C’est un pays à l’économie arriérée, dominé par diverses puissances impérialistes qui se disputent ses richesses avec la complicité d’une bourgeoisie compradore.

L’indépendance de 1960 a une portée limitée

En 1960, le pays devient indépendant. L’État français cherche à maintenir par tous les moyens (dont peu sont démocratiques) son influence sur son ex-empire colonial et à bloquer, avec l’aide américaine, les avancées en Afrique de l’Union Soviétique. Le Gabon devient un des rouages de la politique néocoloniale pratiquée par Charles de Gaulle et Jacques Foccart, un gangster qui a la main sur la diplomatie et les services secrets français en Afrique et qui s’enrichit au passage (la corruption n’est pas réservée aux politiciens bourgeois des pays dominés). Tout commence avec le premier président, Léon Mba, désigné par l’État français. Après avoir truqué l’élection de 1964, il est renversé par l’armée gabonaise qui remet le pouvoir au candidat battu. L’armée française intervient pour rétablir Mba.

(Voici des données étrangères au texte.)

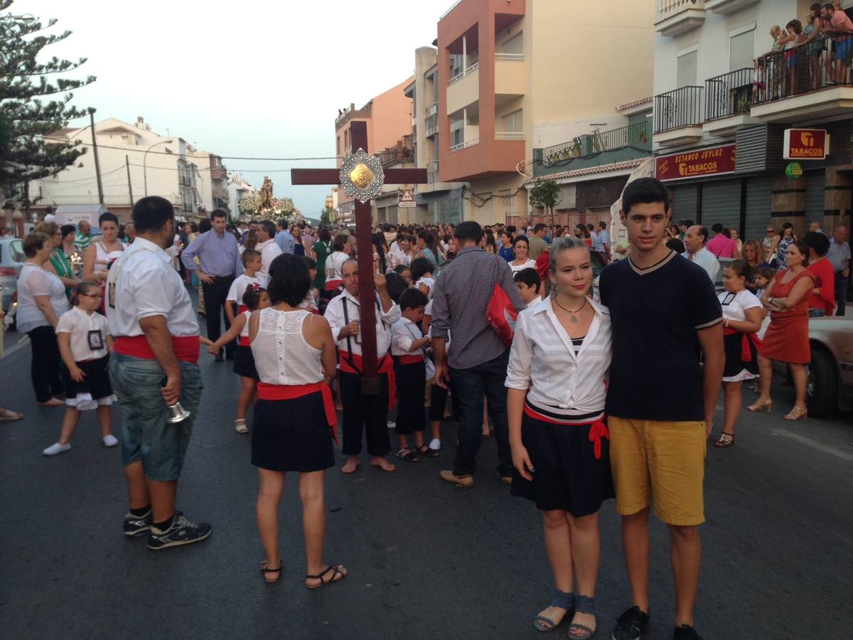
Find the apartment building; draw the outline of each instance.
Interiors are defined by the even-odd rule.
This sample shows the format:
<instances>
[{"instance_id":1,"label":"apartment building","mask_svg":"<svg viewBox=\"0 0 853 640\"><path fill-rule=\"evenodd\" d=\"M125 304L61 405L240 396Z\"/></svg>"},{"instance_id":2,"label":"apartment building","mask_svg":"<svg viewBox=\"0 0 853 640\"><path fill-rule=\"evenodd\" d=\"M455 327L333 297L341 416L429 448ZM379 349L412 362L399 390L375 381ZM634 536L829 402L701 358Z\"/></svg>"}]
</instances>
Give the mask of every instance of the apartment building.
<instances>
[{"instance_id":1,"label":"apartment building","mask_svg":"<svg viewBox=\"0 0 853 640\"><path fill-rule=\"evenodd\" d=\"M426 169L426 183L415 185L415 207L400 211L402 224L456 224L462 215L462 183L445 183L438 176L438 52L415 49L415 79L406 87L412 99L412 138L415 165Z\"/></svg>"},{"instance_id":2,"label":"apartment building","mask_svg":"<svg viewBox=\"0 0 853 640\"><path fill-rule=\"evenodd\" d=\"M145 195L165 198L174 205L176 214L186 219L204 217L215 201L228 205L227 189L218 200L212 190L215 169L220 171L220 183L227 180L221 159L196 151L179 137L155 133L142 116L134 124L115 118L96 122L95 138L103 204L122 221L130 220L133 203ZM91 126L61 129L46 139L79 140L87 151L55 176L30 183L30 194L39 198L32 209L38 212L49 206L98 204Z\"/></svg>"},{"instance_id":3,"label":"apartment building","mask_svg":"<svg viewBox=\"0 0 853 640\"><path fill-rule=\"evenodd\" d=\"M463 183L461 219L532 218L525 188L537 166L534 149L564 145L548 156L565 163L598 153L592 143L589 154L583 145L574 150L575 138L645 121L639 111L647 112L651 96L653 20L653 8L635 0L614 0L603 12L562 0L460 0L441 17L436 157L442 183ZM632 102L637 113L615 109ZM619 135L636 142L627 132L612 137ZM565 165L548 169L570 172ZM626 179L624 172L611 177ZM621 184L609 189L618 197ZM567 210L577 205L570 190ZM582 198L584 213L609 206L606 197Z\"/></svg>"},{"instance_id":4,"label":"apartment building","mask_svg":"<svg viewBox=\"0 0 853 640\"><path fill-rule=\"evenodd\" d=\"M720 223L744 239L763 238L771 220L777 229L792 223L800 237L813 221L829 230L849 224L850 68L826 38L766 55L770 28L794 18L805 26L810 4L658 0L653 141L676 219ZM788 148L786 131L788 147L821 139L821 148ZM798 166L789 168L792 151Z\"/></svg>"},{"instance_id":5,"label":"apartment building","mask_svg":"<svg viewBox=\"0 0 853 640\"><path fill-rule=\"evenodd\" d=\"M351 103L346 108L339 109L334 120L335 154L337 166L342 159L354 151L351 132L353 122L367 123L368 151L380 154L386 166L408 168L415 166L412 149L412 100L407 97L404 90L412 82L405 81L392 87L368 102L363 107L356 108ZM397 222L397 204L403 189L413 189L413 185L388 185L382 195L373 201L374 221ZM343 191L339 193L337 206L339 221L348 222L355 218L355 201Z\"/></svg>"}]
</instances>

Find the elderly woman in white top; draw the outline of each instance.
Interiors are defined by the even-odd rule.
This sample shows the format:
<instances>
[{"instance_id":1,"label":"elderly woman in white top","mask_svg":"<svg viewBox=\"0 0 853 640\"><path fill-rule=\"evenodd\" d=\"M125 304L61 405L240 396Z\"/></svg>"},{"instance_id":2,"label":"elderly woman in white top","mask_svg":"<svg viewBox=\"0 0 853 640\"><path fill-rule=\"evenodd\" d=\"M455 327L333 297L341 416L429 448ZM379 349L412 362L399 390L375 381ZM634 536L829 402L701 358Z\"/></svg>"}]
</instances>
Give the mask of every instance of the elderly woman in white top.
<instances>
[{"instance_id":1,"label":"elderly woman in white top","mask_svg":"<svg viewBox=\"0 0 853 640\"><path fill-rule=\"evenodd\" d=\"M65 285L55 274L44 269L53 247L44 233L31 233L24 238L26 260L18 276L18 331L30 337L32 361L30 372L36 404L61 407L65 403L55 396L65 393L59 375L61 359L54 329L59 317L68 311Z\"/></svg>"},{"instance_id":2,"label":"elderly woman in white top","mask_svg":"<svg viewBox=\"0 0 853 640\"><path fill-rule=\"evenodd\" d=\"M509 355L512 492L542 511L557 588L533 625L551 631L573 612L569 637L583 639L595 630L598 511L614 496L604 415L610 314L585 295L593 270L583 240L558 238L550 259L553 293L519 314Z\"/></svg>"}]
</instances>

Omar Bongo porté au pouvoir en 1967 par de Gaulle

Quand Mba tombe malade, l’Élysée le remplace par Omar Bongo, ancien membre des services secrets français. Puis des mercenaires français assassinent Mba en 1970. Foccart met en place un système à l’avantage exclusif de l’impérialisme français. Les grandes firmes capitalistes françaises comme Elf Aquitaine (absorbé en 2000 par Total) et Areva (aujourd’hui Orano) figurent parmi les principaux bénéficiaires. Accaparant une partie de la rente pétrolière, une bourgeoisie gabonaise s’enrichit sans créer pour autant d’entreprises capitalistes d’envergure. Le Gabon sert de base arrière à l’armée française et aux mercenaires français (bien avant Wagner !) pour intervenir au Nigeria (ancienne colonie britannique) et au Bénin (ex-Dahomey).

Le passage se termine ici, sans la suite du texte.